The US economy is running at full steam according to the latest data released today. This helped push the dollar firmly higher against most of the majors including euro, sterling, Japanese yen and the Swiss franc. The benchmark US dollar index posted its strongest gains in two weeks extending the rally into three.
EUR/USD broke down below 1.10 after failing to carry forward on a rally that started at the beginning of last week. Bearishly, the pair has been trading below the 50-day moving average for over one month. The euro is not seeing enough buying interest to breach resistance at that barrier.
USD/JPY powered upwards to 124.36 on the stronger dollar in doing so maintaining the upwards momentum. The rally has taken the greenback upwards by over three percent since the low of 120.39 at the start of the month. The pair is feeling resistance at 124.47. A breach of this level could see the pair testing the recent highs seen in June around the upper 125 range.
The latest batch of figures helped reassure markets that the US Federal Reserve will remain on course to raise rates during the latter part of the year. This gave a decent boost to the greenback and lifted treasury yields as markets consolidated their view that a September hike is probable.
The US economy was far stronger in the first quarter than was originally estimated according to the most recent data. Early indications were that the US economy underwent a mild contraction in Q1. This was feared to have been a “knock on” from bad weather and the West Coast port strike.
The latest revised figures from the Department of Commerce showed that growth in Q1 was 0.6%. The upward revision brings annualized growth for the US economy up to 2.6% pa.
Growth in the second quarter was estimated to be 2% which beat analysts’ forecasts by 0.5%. Consumer spending rebounded strongly in the second quarter helping the robust expansion. Core personal spending rose by 1.8% against 1% in the first three months of the year.
The latest jobs figures were also reported separately by the US Department of Labor. Initial claims fell last week to 267,000 beating the consensus estimate by 4,000.

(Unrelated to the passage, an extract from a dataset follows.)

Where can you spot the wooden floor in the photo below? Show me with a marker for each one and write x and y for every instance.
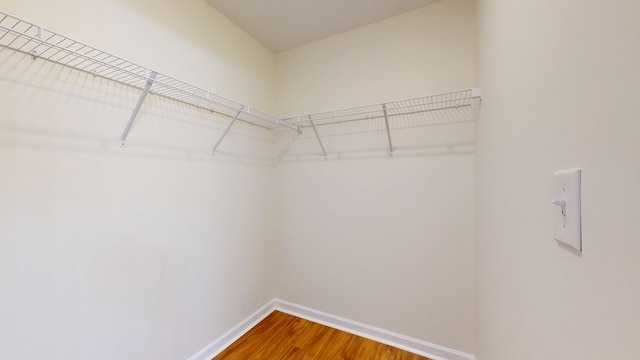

By contrast data from the Eurozone was mixed. In Germany inflation fell unexpectedly in July. Today’s preliminary estimate showed the consumer price index fell to 0.2% pa. The harmonized index (core inflation which removes food and energy) stood still during the same period. The labor market also took a knock after figures released today showed a rise of 9,000 unemployed. Markets were looking for a reduction of 5,000 out of work claims.